James R. Hollyer is a Benjamin Evans Lippincott Associate Professor in Political Economy in the Department of Political Science at the University of Minnesota. Previously, he was the Coca-Cola World Fund Post-Doctoral Fellow and Lecturer in the Leitner Program in International and Comparative Political Economy, part of the MacMillan Center for International and Area Studies at Yale University. During the 2015-16 academic year, Professor Hollyer was a Visiting Research Fellow at the Niehaus Center on Globalization and Governance at Princeton University. Professor Hollyer obtained his PhD in political science from New York University in 2012, his MA in international relations from the University of Chicago in 2006, and his BA in political economy from Williams College in 2003. His research focuses on comparative and international political economy, particularly on transparency, corruption, political accountability, and the effects of international policy on domestic politics. His work has appeared in the American Political Science Review, Political Analysis, the Journal of Politics, the Quarterly Journal of Political Science, and International Studies Quarterly, among others.
B. Peter Rosendorff is Professor of Politics at New York University and is editor of the interdisciplinary journal, Economics and Politics, and is on the editorial boards of International Organization, Journal of Politics and International Interactions. Previously, he was Director of the Center for International Studies and Associate Professor of International Relations and Economics at the University of Southern California, and Assistant Professor of Economics and Government at Georgetown University. Professor Rosendorff holds a PhD (and MA and MPhil) from Columbia University in Economics, a BA and BS from the University of Witwatersrand in Johannesburg, South Africa in Mathematics and Economics. He has held grants from the National Science Foundation and the Japan Foundation, among others. Professor Rosendorff’s research examines the linkages between domestic politics and international economic policy, cooperation and law, with applications to human rights, terrorism, international trade and investment, and democratization. He has published widely in the economics, political science and international relations scholarly journals, including the American Political Science Review, American Economic Review, Quarterly Journal of Political Science, Journal of Politics, Journal of Conflict Resolution, International Studies Quarterly and International Organization, among others.
James Raymond Vreeland is professor of International Relations at Georgetown University’s School of Foreign Service, and holds a joint appointment in the Department of Government. Prior to joining the faculty of Georgetown in 2009, he taught at Yale University for a decade. He received his PhD from New York University in 1999. Vreeland’s research addresses how globalization, particularly as it is embodied in international institutions, impacts the developing world. His publications have appeared in leading scholarly journals, including the American Political Science Review, International Organization, Journal of Politics, World Politics, Journal of Conflict Resolution, Political Analysis, Journal of Development Economics, and European Economic Review. He published his first book, The IMF and Economic Development, with Cambridge University Press in 2003. His most recent book, The Political Economy of the United Nations Security Council: Money and Influence (Cambridge University Press, May 2014), addresses the ways that governments trade foreign aid for political support on the UN Security Council.

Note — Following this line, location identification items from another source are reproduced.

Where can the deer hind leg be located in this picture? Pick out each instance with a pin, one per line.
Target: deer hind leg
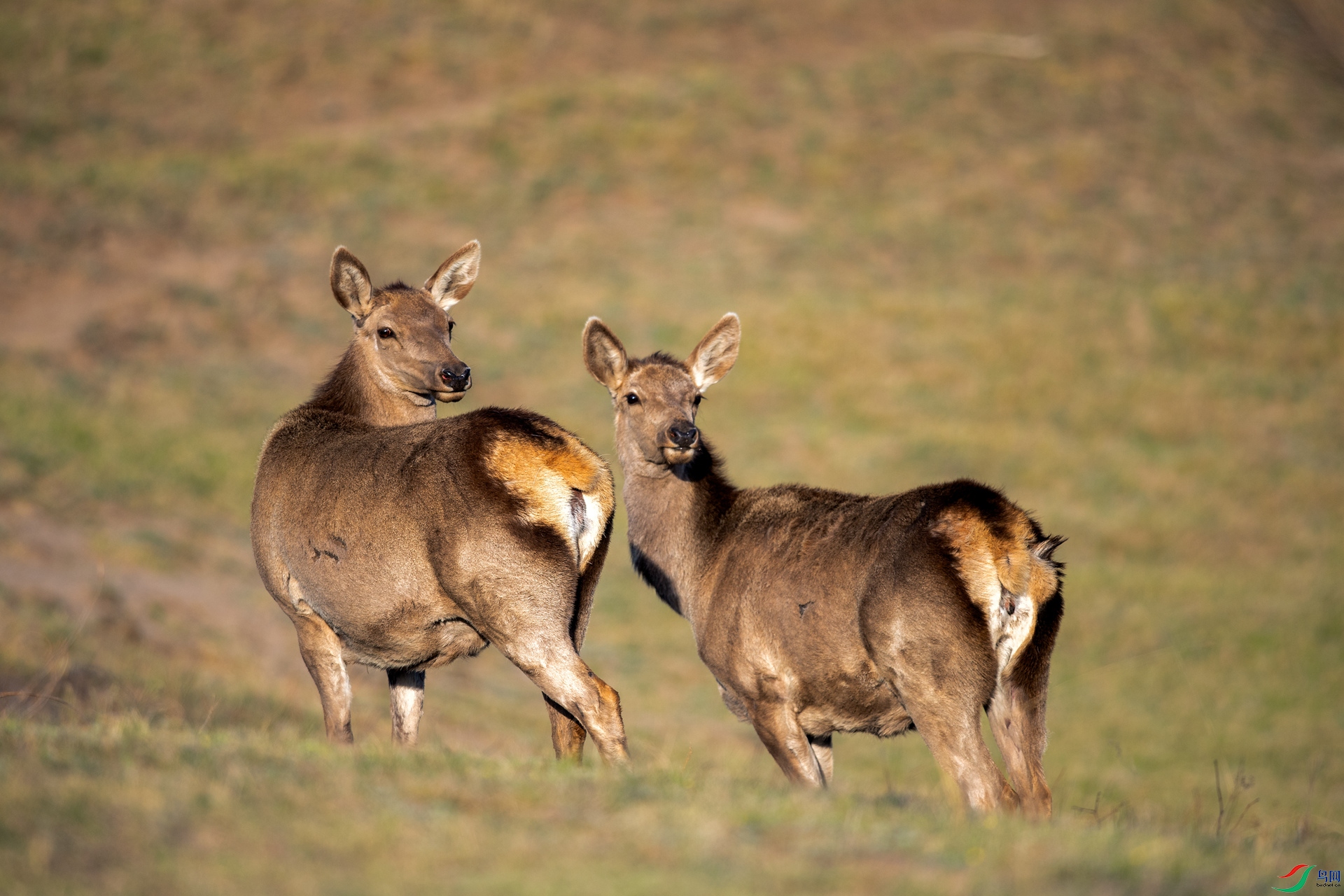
(951, 726)
(575, 691)
(777, 727)
(406, 694)
(568, 735)
(320, 648)
(1018, 719)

Vreeland has held affiliations with universities all over the world, including Bond University (Australia), ESADE (Spain), Georg-August-Universität Göttingen (Germany), ETH Zürich (Switzerland), Korea University (Korea), University of California Los Angeles (USA), Universidad Nacional de San Martín (Argentina), and University of São Paulo (Brazil).
The classes that Professor Vreeland teaches address the international political economy of global cooperation with a focus on how interdependence impinges on national sovereignty.